I cannot remember a time when New York’s Governor and New York City’s Mayor taken together pose a greater threat to the liberty and prosperity. Last week each proposed a dreadful policy. Governor Andrew Cuomo succeeded and Mayor Bill de Blasio failed. The different outcomes tell us a lot about what makes some statist proposals more likely to take effect and how to resist them.
Cuomo got his Labor Board to hike the minimum wage to fifteen dollars an hour for fast food workers throughout the state. I will not repeat my general arguments against substantial minimum wage hikes. But even advocates of minimum wage concede that such sector specific wages will distort the labor market and create a less efficient mix of businesses. Moreover, any law that requires paying someone at McDonald’s in Troy, New York fifteen dollars an hour while someone working in Home Depot in New York City nine dollars is patently irrational given the wildly different average wages and cost of living in the city and upstate.

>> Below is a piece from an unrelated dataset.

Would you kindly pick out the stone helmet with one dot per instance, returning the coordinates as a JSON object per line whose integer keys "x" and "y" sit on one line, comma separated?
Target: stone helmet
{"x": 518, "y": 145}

For his part de Blasio proposed capping the growth of Uber in New York City ostensibly because the extra cars on the road were causing congestion, but in large measure because the taxi companies are some of his biggest supporters. Even if New York streets were becoming more congested it is not economically rational to single out Uber. There is no reason to believe that the customers they serve are getting less benefit from driving around New York than those who drive themselves.
What is interesting, however, is that City Council shelved this proposal.